Paraneoplastic Cerebellar Degeneration: Initial Presentation of Mucosa-Associated Lymphoid Tissue Lymphoma in a Patient with Primary Sjögren’s Syndrome
This case report describes a 29-year-old Chinese woman with a unique presentation of paraneoplastic cerebellar degeneration (PCD) as the initial manifestation of mucosa-associated lymphoid tissue (MALT) lymphoma, occurring in the context of undiagnosed primary Sjögren’s syndrome (pSS). The case highlights the diagnostic challenges in identifying autoimmune disorders and their paraneoplastic complications, particularly when atypical or delayed clinical features obscure the underlying pathology.
Clinical Presentation and Diagnostic Journey
The patient initially presented with a 5-month history of recurrent dizziness and a 2-month progression of gait disturbance. Neurological examination revealed horizontal nystagmus, a wide-based gait, and a positive heel-knee-shin test. Initial laboratory evaluations, including hematological, biochemical, microbiological, hormonal, and tumor marker assessments, were unremarkable. Cerebrospinal fluid (CSF) analysis detected oligoclonal bands, suggesting intrathecal immunoglobulin synthesis, but no other abnormalities. Magnetic resonance imaging (MRI) of the brain and cervical spine showed no structural lesions at disease onset. However, computed tomography (CT) of the thorax identified an irregular anterior mediastinal mass [Figure 1A], prompting further investigation for malignancy.

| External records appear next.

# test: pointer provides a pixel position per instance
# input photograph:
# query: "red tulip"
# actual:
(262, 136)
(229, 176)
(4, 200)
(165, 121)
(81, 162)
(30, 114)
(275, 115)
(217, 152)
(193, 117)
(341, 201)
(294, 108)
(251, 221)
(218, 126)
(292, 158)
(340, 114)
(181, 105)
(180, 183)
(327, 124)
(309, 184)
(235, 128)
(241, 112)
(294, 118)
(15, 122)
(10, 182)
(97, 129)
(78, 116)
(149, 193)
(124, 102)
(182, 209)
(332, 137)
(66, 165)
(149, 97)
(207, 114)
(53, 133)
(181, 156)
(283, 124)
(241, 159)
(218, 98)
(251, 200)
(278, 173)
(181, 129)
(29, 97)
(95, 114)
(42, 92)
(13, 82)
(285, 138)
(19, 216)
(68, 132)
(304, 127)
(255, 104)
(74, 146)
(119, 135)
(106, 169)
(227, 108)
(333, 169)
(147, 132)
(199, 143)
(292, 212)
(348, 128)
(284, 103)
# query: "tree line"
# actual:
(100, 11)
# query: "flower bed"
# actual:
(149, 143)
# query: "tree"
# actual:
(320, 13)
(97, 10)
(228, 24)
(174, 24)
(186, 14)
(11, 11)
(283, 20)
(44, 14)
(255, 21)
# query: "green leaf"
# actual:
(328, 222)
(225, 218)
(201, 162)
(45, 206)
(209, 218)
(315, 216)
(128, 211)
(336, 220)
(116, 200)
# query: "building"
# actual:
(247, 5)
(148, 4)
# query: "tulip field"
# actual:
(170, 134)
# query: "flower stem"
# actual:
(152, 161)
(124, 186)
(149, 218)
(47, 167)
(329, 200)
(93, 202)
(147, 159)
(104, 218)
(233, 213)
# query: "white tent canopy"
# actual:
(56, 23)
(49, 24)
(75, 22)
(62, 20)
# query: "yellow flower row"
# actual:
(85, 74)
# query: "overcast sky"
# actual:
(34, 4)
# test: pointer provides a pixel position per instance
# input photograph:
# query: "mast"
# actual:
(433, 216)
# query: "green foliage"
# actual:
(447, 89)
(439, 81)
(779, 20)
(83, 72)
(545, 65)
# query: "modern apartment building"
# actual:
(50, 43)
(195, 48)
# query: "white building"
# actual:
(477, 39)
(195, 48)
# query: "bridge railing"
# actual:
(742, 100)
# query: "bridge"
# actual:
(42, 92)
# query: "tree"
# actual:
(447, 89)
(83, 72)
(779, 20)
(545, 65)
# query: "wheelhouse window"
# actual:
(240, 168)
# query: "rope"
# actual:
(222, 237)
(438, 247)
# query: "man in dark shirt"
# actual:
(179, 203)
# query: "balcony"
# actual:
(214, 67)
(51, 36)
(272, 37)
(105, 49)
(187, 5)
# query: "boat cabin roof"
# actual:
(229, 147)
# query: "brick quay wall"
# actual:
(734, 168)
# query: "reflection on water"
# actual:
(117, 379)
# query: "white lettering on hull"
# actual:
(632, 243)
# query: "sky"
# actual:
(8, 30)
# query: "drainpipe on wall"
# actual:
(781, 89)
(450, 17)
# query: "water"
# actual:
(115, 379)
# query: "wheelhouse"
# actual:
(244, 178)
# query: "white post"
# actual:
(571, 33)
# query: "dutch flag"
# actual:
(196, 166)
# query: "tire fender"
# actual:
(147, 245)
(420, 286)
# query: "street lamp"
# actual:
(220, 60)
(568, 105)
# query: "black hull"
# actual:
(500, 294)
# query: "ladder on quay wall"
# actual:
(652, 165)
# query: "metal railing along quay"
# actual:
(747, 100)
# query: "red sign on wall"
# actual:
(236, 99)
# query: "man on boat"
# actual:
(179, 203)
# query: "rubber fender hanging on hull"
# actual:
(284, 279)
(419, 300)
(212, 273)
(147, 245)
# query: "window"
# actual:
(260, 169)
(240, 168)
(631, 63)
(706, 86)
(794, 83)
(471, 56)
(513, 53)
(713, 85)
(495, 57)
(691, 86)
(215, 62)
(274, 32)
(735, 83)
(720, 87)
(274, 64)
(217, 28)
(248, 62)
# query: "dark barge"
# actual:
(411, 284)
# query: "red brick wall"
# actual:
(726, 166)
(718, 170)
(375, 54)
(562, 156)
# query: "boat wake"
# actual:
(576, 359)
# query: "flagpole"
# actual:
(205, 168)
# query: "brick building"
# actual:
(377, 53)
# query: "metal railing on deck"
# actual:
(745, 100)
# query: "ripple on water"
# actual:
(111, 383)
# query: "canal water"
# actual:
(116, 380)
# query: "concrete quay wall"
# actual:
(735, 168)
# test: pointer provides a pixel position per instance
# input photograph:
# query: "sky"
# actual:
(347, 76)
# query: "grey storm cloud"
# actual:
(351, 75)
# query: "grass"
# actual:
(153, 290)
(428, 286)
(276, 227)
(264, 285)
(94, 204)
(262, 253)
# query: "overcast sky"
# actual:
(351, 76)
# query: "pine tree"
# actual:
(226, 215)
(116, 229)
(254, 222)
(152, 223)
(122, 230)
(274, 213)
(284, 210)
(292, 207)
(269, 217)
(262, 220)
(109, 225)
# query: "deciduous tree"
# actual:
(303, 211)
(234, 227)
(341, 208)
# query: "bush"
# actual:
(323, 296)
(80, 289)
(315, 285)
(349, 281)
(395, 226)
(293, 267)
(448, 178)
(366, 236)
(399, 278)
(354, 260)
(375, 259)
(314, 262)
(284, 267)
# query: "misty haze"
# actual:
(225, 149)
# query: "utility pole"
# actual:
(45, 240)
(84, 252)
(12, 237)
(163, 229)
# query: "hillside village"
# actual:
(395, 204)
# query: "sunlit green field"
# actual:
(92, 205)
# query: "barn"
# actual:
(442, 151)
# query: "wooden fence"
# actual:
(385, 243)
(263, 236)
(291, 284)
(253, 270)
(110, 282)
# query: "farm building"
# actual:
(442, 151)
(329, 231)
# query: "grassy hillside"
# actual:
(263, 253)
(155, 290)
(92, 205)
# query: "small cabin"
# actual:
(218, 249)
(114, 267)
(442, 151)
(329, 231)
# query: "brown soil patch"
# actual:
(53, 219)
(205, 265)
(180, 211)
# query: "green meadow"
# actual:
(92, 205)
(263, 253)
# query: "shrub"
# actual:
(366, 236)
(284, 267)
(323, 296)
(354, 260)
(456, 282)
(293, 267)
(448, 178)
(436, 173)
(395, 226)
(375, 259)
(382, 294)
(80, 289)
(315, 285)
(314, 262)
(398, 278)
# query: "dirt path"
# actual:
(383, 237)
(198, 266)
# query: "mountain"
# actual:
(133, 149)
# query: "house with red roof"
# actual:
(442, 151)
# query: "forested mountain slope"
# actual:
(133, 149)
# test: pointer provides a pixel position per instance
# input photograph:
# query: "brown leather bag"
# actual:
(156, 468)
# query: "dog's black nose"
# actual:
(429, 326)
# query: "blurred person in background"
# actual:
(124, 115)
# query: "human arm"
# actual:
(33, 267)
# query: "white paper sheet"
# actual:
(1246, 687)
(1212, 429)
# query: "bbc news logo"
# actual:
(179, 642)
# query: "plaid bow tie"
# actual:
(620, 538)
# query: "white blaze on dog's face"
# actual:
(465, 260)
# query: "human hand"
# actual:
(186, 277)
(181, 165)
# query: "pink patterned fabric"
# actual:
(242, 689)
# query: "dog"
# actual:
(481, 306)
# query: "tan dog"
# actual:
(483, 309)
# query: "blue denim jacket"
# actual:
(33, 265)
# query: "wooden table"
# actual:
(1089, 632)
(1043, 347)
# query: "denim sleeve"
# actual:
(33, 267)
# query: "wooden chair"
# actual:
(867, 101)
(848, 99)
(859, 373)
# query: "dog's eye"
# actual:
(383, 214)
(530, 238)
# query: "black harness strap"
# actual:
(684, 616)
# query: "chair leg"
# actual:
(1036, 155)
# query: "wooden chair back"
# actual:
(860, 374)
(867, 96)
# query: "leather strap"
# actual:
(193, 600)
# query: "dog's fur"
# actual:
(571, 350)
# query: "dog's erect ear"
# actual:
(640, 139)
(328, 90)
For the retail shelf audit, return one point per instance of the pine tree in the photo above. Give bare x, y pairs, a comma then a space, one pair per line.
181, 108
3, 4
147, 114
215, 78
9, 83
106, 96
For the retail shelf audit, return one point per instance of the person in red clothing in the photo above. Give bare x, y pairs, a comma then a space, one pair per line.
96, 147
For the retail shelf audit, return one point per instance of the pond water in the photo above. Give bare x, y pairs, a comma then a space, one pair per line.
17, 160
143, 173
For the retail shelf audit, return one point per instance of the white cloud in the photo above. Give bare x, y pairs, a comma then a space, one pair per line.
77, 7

Despite the absence of classic paraneoplastic antibodies—including anti-Hu, anti-Ri, anti-Yo, anti-CV2, anti-Ma, anti-Amphiphysin, anti-Tr, and anti-glutamic acid decarboxylase (GAD)—in both serum and CSF, the subacute cerebellar syndrome strongly suggested a paraneoplastic neurological syndrome (PNS). The mediastinal mass was surgically resected and pathologically confirmed as extranodal MALT lymphoma. Histopathological analysis revealed lympho-epithelial lesions, and immunohistochemistry demonstrated CD20 and BCL2 positivity, with light chain restriction, consistent with a clonal B-cell proliferation. Notably, neoplastic cells were negative for CD3, CD5, CD10, CD23, Cyclin D1, SOX-11, BCL6, and CD117, excluding other lymphoma subtypes.
Linking MALT Lymphoma to Primary Sjögren’s Syndrome
The patient’s rheumatological workup revealed antinuclear antibodies (ANA), anti-Sjögren’s syndrome-related antigen A (anti-SSA/Ro) antibodies, and rheumatoid factor (RF), alongside mildly reduced complement C3 levels. Although she lacked sicca symptoms (dry eyes and mouth) at initial presentation, these findings supported a diagnosis of pSS. A retrospective review of her medical history uncovered a prior left parotid mass excised in 2012, originally diagnosed as “reactive lymphoid hyperplasia.” Re-evaluation of the parotid tissue using archival paraffin sections confirmed it was, in fact, MALT lymphoma. This critical reassessment established a timeline of two distinct MALT lymphomas (parotid and mediastinal) preceding the formal diagnosis of pSS, underscoring the indolent progression of both autoimmune and neoplastic processes.
Evolution of Sjögren’s Syndrome and Neurological Decline
Following resection of the mediastinal mass, the patient received R-CHOP chemotherapy (rituximab, cyclophosphamide, doxorubicin, vincristine, prednisone). Despite treatment, her neurological symptoms worsened, progressing to dysarthria, dyskinesia, and wheelchair dependence. Ten months post-diagnosis, she developed sicca symptoms, including dry eyes and mouth. Subsequent evaluations confirmed pSS through abnormal Schirmer’s test results, labial gland biopsy showing lymphocytic sialadenitis, and persistent serological markers. Repeat brain MRI demonstrated cerebellar atrophy [Figure 1B], consistent with advanced PCD. Hereditary ataxia was excluded through genetic testing.
Pathophysiological Insights and Management Challenges
The case illustrates several key mechanisms:
- Paraneoplastic Cerebellar Degeneration: PCD, a classical PNS, is characterized by immune-mediated cerebellar injury, often irreversible due to Purkinje cell loss. While onconeural antibodies aid diagnosis, their absence—as seen here—does not exclude PNS. The subacute onset and cerebellar atrophy on imaging were pivotal for diagnosis.
- MALT Lymphoma and Autoimmunity: Chronic inflammation in pSS drives B-cell hyperactivity, increasing lymphoma risk. MALT lymphomas frequently arise in organs affected by pSS, such as salivary glands. In this patient, the parotid MALT lymphoma predated sicca symptoms, suggesting “silent” autoimmunity with compensatory gland function masking early disease.
- Diagnostic Pitfalls: The initial misclassification of the parotid MALT lymphoma as benign reactive hyperplasia delayed pSS diagnosis. This underscores the importance of rigorous histopathological review in patients with autoimmune predispositions.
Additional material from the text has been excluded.